Mon Aug 13 23:52:24 CDT 2007


Mihael Hategan wrote:
> On Mon, 2007-08-13 at 23:07 -0500, Ioan Raicu wrote:
>   
>>>>     
>>>>         
>>> small != not at all
>>>   
>>>       
>> Check out these two graphs, showing the # of active tasks within
>> Falkon!  Active tasks = queued+pending+active+done_and_not_delivered.
>>
>> http://people.cs.uchicago.edu/~iraicu/research/docs/MolDyn/244-mol-success-8-10-07/number-of-active-tasks.jpg
>> http://people.cs.uchicago.edu/~iraicu/research/docs/MolDyn/244-mol-success-8-10-07/number-of-active-tasks-zoom.jpg
>>
>> Notice that after 3600 some seconds (after all the jobs that failed
>> had failed), the # of active tasks in Falkon oscillates between 100
>> and 101 active tasks!  The # presented on these graphs are taken from
>> the median value per minute (the raw samples were 60 samples per
>> minute).  Notice that only at the very end of the experiment, at 30K+
>> seconds, the # of active tasks increases to a max of 109 for a brief
>> period of time before it drops towards 0 as the workflow completes.  I
>> did notice that towards the end of the workflow, the jobs were
>> typically shorter, and perhaps that somehow influenced the # of active
>> tasks within Falkon...  So, when I said not at all, I was refering to
>> this flat line 100~101 active tasks that is shown in these figures!
>>     
>
> Then say "it appears (from x and y) that the number of concurrent jobs
> does not increase by an observable amount". This is not the same as "the
> score does not increase at all".
>   
You are playing with words here... the bottom line is that after 19K+ 
jobs and several hours of successful jobs, there was no indication that 
the heuristic was adapting to the new conditions, in which no jobs were 
failing!
>   
>>>> So you are saying that 19K+ successful jobs was not enough to
>>>> counteract the 10K+ failed jobs from the early part of the
>>>> experiment? 
>>>>     
>>>>         
>>> Yep. 19*1/5 = 3.8 < 10.
>>>
>>>   
>>>       
>>>> Can this ratio (1:5) be changed?
>>>>     
>>>>         
>>> Yes.
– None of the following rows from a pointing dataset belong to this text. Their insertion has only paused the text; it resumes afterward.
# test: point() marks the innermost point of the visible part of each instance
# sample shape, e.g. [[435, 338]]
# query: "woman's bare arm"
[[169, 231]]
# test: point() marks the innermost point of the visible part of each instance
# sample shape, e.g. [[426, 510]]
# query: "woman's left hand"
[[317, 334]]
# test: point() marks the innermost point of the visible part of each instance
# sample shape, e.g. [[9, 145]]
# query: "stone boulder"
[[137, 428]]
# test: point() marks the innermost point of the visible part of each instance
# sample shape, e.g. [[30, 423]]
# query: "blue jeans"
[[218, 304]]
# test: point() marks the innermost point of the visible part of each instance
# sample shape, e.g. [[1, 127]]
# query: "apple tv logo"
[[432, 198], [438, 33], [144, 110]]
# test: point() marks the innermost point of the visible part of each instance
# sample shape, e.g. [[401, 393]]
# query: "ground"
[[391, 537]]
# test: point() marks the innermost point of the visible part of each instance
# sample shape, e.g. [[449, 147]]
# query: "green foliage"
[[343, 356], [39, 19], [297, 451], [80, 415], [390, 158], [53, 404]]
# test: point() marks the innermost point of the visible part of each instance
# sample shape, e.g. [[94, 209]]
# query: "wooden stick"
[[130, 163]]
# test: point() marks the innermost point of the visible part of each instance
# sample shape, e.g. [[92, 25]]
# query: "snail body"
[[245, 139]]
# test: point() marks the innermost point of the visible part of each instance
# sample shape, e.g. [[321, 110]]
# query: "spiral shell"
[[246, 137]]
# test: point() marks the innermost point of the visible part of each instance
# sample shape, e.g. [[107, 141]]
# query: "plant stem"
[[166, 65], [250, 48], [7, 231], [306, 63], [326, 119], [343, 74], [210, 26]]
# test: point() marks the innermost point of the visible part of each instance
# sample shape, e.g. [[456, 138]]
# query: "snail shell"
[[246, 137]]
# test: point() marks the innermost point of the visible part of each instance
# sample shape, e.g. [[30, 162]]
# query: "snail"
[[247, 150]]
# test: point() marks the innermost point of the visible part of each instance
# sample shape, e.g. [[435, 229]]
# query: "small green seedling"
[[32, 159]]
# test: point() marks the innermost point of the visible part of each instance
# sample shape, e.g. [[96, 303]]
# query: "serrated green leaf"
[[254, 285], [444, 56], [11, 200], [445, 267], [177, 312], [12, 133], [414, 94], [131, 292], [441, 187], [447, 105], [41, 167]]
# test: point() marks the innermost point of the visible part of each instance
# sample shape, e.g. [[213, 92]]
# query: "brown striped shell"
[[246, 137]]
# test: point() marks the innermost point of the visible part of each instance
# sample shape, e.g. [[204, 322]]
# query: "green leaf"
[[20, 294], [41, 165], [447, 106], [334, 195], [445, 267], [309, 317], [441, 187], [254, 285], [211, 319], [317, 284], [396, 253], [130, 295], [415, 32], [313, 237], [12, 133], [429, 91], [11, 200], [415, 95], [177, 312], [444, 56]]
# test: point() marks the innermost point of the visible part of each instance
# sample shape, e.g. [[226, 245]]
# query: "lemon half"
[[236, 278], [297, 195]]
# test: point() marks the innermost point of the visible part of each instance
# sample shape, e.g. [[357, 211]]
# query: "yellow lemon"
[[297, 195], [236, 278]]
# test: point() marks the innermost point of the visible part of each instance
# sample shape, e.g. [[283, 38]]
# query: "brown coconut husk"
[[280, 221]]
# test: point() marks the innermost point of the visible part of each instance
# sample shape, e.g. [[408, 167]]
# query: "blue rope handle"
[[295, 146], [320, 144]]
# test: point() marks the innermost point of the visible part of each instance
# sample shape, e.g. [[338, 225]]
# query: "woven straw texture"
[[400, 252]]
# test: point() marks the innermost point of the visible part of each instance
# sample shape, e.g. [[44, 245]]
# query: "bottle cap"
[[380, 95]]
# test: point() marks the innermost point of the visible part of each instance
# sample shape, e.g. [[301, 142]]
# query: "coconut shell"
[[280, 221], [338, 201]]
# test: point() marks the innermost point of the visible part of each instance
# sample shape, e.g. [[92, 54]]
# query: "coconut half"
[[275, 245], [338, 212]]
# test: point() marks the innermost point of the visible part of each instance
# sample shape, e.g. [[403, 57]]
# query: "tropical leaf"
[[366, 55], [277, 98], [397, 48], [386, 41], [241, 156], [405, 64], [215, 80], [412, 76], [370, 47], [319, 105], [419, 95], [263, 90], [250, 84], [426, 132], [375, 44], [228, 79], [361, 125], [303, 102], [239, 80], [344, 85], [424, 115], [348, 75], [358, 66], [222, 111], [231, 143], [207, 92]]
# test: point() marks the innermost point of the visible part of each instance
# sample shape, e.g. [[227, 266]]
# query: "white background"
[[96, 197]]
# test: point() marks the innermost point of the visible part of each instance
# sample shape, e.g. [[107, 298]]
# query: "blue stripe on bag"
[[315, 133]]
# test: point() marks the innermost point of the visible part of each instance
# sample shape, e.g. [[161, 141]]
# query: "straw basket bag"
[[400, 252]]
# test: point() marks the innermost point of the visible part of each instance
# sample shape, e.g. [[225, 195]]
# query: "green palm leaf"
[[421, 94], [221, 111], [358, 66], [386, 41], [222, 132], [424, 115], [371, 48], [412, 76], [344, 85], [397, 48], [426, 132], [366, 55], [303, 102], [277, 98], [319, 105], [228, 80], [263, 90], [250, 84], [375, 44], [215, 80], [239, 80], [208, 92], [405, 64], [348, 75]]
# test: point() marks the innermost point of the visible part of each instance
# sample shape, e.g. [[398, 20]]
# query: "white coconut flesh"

The scheduler has two relevant properties: successFactor (currently
>>> 0.1) and failureFactor (currently -0.5). The term "factor" is not used
>>> formally, since these get added to the current score.
>>>
>>>   
>>>       
>>>> From this experiment, it would seem that the euristic is a slow
>>>> learner... maybe you ahve ideas on how to make it more quick to adapt
>>>> to changes?
>>>>     
>>>>         
>>> That could perhaps be done.
>>>
>>>   
>>>       
>>>>> In the context in which jobs are sent to non-busy workers, the system
>>>>> would tend to produce lots of failed jobs if it takes little time
>>>>> (compared to the normal run-time of a job) for a bad worker to fail a
>>>>> job. This *IS* why the swift scheduler throttles in the beginning: to
>>>>> avoid sending a large number of jobs to a resource that is broken.
>>>>>   
>>>>>       
>>>>>           
>>>> But not the whole resource is broken... 
>>>>     
>>>>         
>>> No, just slightly more than 1/3 of it. At least that's how it appears
>>> from the outside.
>>>   
>>>       
>> But a failed job should not be given the same weight as a succesful
>> job, in my oppinion.
>>     
>
> Nope. I'd punish failures quite harshly. That's because the expected
> behavior is for things to work. I would not want a site that fails half
> the jobs to be anywhere near keeping a constant score.
>   
That is fine, but you have a case (such as this one) in which this is 
not ideal... how do you propose we adapt to cover this corner case? 
>   
>>   For example, it seems to me that you are giving the failed jobs 5
>> times more weight than succesful jobs, but in reality it should be the
>> other way around.  Failed jobs usually will fail quickly (as in the
>> case that we have in MolDyn), or they will fail slowly (within the
>> lifetime of the resource allocation).  On the other hand, most
>> successful jobs will likely take more time to complete that it takes
>> for a job to fail (if it fails quickly).   Perhaps instead of 
>>     
>>> successFactor (currently
>>> 0.1) and failureFactor (currently -0.5)
>>>       
>> it should be more like:
>> successFactor: +1*(executionTime)
>> failureFactor: -1*(failureTime)
>>     
>
> That's a very good idea. Biasing score based on run-time (at least when
> known). Please note: you should still fix Falkon to not do that thing
> it's doing.
>   
Its not clear to me this should be done all the time, Falkon needs to 
know why the failure happened to decide to throttle!
>   
>> The 1 could of course be changed with some other weight to give
>> preference to successful jobs, or to failed jobs.  With this kind of
>> strategy, the problems we are facing with throttling when there are
>> large # of short failures wouldn't be happening!  Do you see any
>> drawbacks to this approach?
>>     
>
> None that are obvious. It's in fact a good thing if the goal is
> performance, since it takes execution time into account. I've had manual
> "punishments" for connection time-outs because they take a long time to
> happen. But this time biasing naturally integrates that kind of stuff.
> So thanks.
>
>   
>>>> that is the whole point here... 
>>>>     
>>>>         
>>> This point comes because you KNOW how things work internally. All Swift
>>> sees is 10K failed jobs out of 29K.
>>>
>>>   
>>>       
>>>> anyways, I think this is a valid case that we need to discuss how to
>>>> handle, to make the entire Swift+Falkon more robust!
>>>>
>>>> BTW, here is another experiment with MolDyn that shows the throttling
>>>> and this heuristic behaving as I would expected!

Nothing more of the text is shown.